En España hay instituciones públicas y privadas para el tratamiento de la demencia. El Hospital de la Santa Creu i Sant Pau de Barcelona, por ejemplo, cuenta con una Unidad de Memoria que goza de reconocimiento nacional e internacional en la investigación de la demencia. Otro ejemplo de mejores prácticas en el campo de la demencia en el sector privado, también en Barcelona, es la fundación sin ánimo de lucro Fundació ACE, que ofrece cuidados integrales centrados en el paciente a personas que padecen demencia y ayuda a las familias y a los cuidadores informales. Los pacientes pueden acceder a esta clínica con una derivación de su médico de cabecera, en cuyo caso el acceso a los servicios de la clínica es gratuito. Si el diagnóstico de demencia ya ha sido realizado, pero el paciente desea confirmar su diagnóstico en la clínica, es posible que deba pagar de su propio bolsillo si no quiere volver a visitar a su médico de cabecera. Según Lluís Tárraga, cerca del 97 % de los pacientes que acuden a Fundació ACE acceden a la clínica a través del sistema nacional de seguridad social. En 2015, acudieron a la clínica 6.769 pacientes, de los cuales 2.009 eran pacientes nuevos, y dispone de 205 plazas de cuidado de día.15

Hay otras instituciones en España que proporcionan una asistencia adecuada para los pacientes con demencia, pero es importante destacar que no tienen una distribución geográfica uniforme por todo el país. Por ejemplo, las comunidades autónomas de España disponen de diferentes recursos. Esto puede observarse en el PIB per cápita, que en 2015 oscilaba entre 16.166 € en Extremadura y 31.812 en Madrid.16

COSTES DE LA DEMENCIA EN ESPAÑA

Hemos calculado que el coste anual medio por paciente con demencia en España es de 24.184 €, basándonos en una actualización de datos publicados.17,18,19 La mayor parte de los gastos se derivan de la asistencia social: financiar los costes informales indirectos, que son los costes de oportunidad de los cuidadores informales, supone un 65 % del coste medio por paciente, y pagar los costes sociales directos supone un 13 % (costes de la asistencia social profesional).

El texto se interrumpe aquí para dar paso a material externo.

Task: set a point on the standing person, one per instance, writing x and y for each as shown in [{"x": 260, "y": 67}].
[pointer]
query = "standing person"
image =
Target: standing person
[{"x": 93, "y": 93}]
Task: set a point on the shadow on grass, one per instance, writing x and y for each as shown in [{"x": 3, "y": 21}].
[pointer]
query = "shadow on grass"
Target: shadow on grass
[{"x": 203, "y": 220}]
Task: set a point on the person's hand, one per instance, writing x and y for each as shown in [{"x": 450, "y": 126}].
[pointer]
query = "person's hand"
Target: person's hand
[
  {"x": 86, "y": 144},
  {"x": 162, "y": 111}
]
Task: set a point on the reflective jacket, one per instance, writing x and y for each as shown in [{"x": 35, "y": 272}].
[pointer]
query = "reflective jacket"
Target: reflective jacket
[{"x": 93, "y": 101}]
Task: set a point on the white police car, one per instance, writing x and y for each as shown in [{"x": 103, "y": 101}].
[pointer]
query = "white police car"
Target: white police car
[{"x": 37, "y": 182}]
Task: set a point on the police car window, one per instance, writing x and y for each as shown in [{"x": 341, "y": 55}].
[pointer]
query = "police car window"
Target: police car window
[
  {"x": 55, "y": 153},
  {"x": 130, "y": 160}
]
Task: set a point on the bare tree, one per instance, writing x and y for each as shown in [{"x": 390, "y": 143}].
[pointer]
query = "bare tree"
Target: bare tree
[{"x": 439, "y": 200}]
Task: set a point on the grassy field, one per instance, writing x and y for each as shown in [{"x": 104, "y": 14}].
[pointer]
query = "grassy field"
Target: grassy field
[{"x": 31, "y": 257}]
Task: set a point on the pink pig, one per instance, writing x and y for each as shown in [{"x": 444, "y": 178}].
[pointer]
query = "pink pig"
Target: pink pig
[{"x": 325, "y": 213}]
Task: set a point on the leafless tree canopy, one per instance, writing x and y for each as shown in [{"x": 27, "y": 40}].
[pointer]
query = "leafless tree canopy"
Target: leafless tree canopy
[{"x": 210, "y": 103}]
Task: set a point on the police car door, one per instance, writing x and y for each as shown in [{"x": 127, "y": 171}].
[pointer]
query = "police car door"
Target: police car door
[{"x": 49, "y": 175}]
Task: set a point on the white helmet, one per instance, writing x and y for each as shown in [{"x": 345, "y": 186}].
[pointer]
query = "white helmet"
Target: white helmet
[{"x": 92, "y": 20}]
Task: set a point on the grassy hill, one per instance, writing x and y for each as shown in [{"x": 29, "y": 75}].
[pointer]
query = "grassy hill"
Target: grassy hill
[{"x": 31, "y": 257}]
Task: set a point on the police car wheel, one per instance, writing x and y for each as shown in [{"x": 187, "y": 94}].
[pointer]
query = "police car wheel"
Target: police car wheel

Los costes médicos directos, que son los gastos sanitarios, representan el 22 % del coste por paciente. España tiene una carga privada reducida en cuanto a gasto social formal, estimado en torno al 1 %,20 mientras que los gastos médicos personales directos, estimados en un 24 %, son considerables.21 En combinación con los costes informales indirectos, la proporción de gasto total privado por paciente es del 71 %. Por tanto, el impacto económico que la demencia tiene sobre las familias es muy importante. Se calcula que los costes asociados con la demencia en España en 2016 fueron de 20.800 millones de euros.